When to use MCP tools vs this skill's REST recipes
PR #560 ships thin MCP-tool wrappers for the common case only:
| Tool | Use for |
|---|
send-whatsapp-message | Free-form text within the 24h session window. |
reply-whatsapp-message | Same as above but quote-threads to an inbound WAMID. |
register-kapso-number / unregister-kapso-number | Provisioning a phone number's webhook + KV mapping. |
For ANYTHING else, drop to the REST recipes in this skill — these are the canonical reference, and the MCP tools deliberately do NOT duplicate them:
- Template messages (outside 24h window) → §"Send a template" below.
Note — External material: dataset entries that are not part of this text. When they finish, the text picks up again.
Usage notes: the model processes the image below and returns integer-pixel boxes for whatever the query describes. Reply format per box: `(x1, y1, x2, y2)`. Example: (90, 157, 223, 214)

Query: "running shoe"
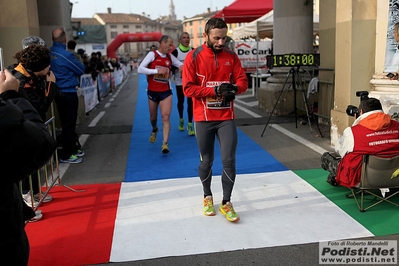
(178, 118, 184, 131)
(60, 154, 82, 164)
(29, 210, 43, 223)
(161, 142, 169, 154)
(187, 122, 195, 136)
(34, 192, 53, 203)
(149, 128, 158, 143)
(203, 195, 216, 216)
(23, 193, 39, 208)
(74, 149, 85, 157)
(219, 201, 240, 222)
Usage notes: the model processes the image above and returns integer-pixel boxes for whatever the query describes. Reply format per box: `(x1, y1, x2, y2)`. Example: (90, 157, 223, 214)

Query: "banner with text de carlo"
(235, 40, 272, 73)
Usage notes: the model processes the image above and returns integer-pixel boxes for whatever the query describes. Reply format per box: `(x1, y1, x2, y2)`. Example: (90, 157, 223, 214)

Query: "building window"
(111, 31, 118, 39)
(136, 25, 142, 29)
(110, 25, 117, 29)
(123, 25, 129, 29)
(190, 21, 193, 26)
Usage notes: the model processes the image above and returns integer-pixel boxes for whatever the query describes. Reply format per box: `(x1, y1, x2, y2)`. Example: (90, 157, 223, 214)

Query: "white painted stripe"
(234, 103, 262, 118)
(236, 94, 255, 99)
(246, 101, 259, 107)
(235, 100, 329, 154)
(110, 172, 372, 262)
(235, 98, 259, 107)
(89, 111, 105, 127)
(271, 124, 328, 155)
(104, 102, 111, 108)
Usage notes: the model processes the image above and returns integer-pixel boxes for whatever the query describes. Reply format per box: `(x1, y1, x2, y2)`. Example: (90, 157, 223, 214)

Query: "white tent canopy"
(233, 10, 319, 40)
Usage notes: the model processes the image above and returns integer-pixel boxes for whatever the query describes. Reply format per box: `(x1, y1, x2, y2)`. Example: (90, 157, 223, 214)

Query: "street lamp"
(70, 1, 78, 17)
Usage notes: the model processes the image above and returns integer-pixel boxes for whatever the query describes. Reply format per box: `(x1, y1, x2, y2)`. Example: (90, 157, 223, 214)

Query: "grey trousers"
(195, 120, 238, 202)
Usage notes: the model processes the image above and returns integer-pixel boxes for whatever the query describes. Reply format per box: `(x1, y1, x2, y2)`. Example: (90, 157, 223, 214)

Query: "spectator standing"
(138, 35, 183, 153)
(182, 18, 248, 222)
(96, 51, 105, 72)
(67, 40, 83, 63)
(129, 58, 134, 71)
(10, 42, 61, 209)
(171, 32, 194, 135)
(0, 69, 56, 265)
(77, 48, 88, 66)
(50, 26, 85, 163)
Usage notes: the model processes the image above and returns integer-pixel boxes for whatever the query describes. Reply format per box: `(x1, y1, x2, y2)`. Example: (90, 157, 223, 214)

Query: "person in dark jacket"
(50, 26, 85, 163)
(9, 40, 61, 208)
(12, 44, 61, 122)
(0, 69, 57, 265)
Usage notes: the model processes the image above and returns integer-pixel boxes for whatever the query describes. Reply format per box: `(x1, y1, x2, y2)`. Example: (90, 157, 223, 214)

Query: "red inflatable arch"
(106, 32, 163, 59)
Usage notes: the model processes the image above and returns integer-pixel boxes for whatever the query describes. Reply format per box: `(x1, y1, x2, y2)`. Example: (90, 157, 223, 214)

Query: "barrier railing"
(21, 66, 129, 212)
(20, 103, 85, 212)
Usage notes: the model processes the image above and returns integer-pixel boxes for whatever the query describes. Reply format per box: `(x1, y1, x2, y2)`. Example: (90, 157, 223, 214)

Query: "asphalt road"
(60, 71, 398, 266)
- Media (image / document / audio / video, including wide-image padding and PTT voice notes) → §"Sending media".
- Reactions (👀 / ✅ / clear) → §"Send a reaction".
- Typing indicator + mark-as-read → §"Mark as read + typing indicator".
- Signature verify (manual) → §"Webhook signature verification".
- Contact resolution → swarm user → §"Resolve a contact to a swarm user".
- Conversation history / message detail / templates list → §"Read conversation context".
If the MCP-tool send returns a 24h-window error (sessionWindowExpired: true), fall through to the template path in §"Send a template" — this is exactly what the tool's structured-error points at.
Setup
Swarm config keys (resolve with get-config key:<NAME> includeSecrets:true — Lead-only for secrets; workers should ask Lead if they need a value injected):
| Key | Value |
|---|
KAPSO_API_BASE_URL | https://api.kapso.ai (host only, no /platform/v1) |
KAPSO_API_KEY | API key (X-API-Key header) |
KAPSO_PHONE_NUMBER_ID | The swarm's provisioned number's Meta phone-number ID |
KAPSO_WEBHOOK_HMAC_SECRET | Shared HMAC secret. Kapso signs every webhook request with X-Webhook-Signature: <hex> |
The curl recipes below assume $KAPSO_API_KEY, $KAPSO_API_BASE_URL, and $KAPSO_PHONE_NUMBER_ID are resolved into your shell, e.g.:
API_BASE=$(get-config KAPSO_API_BASE_URL)
API_KEY=$(get-config KAPSO_API_KEY)
PHONE_NUMBER_ID=$(get-config KAPSO_PHONE_NUMBER_ID)
The Kapso CLI is NOT installed in worker containers. Use direct HTTP or clone the gokapso/agent-skills repo for fallback scripts.
git clone --depth=1 https://github.com/gokapso/agent-skills /tmp/kapso-skills
cd /tmp/kapso-skills/skills/integrate-whatsapp && npm i
The Meta Cloud API is proxied at $KAPSO_API_BASE_URL/meta/whatsapp/v24.0/... (auth: X-API-Key). Kapso's own platform endpoints live at $KAPSO_API_BASE_URL/platform/v1/....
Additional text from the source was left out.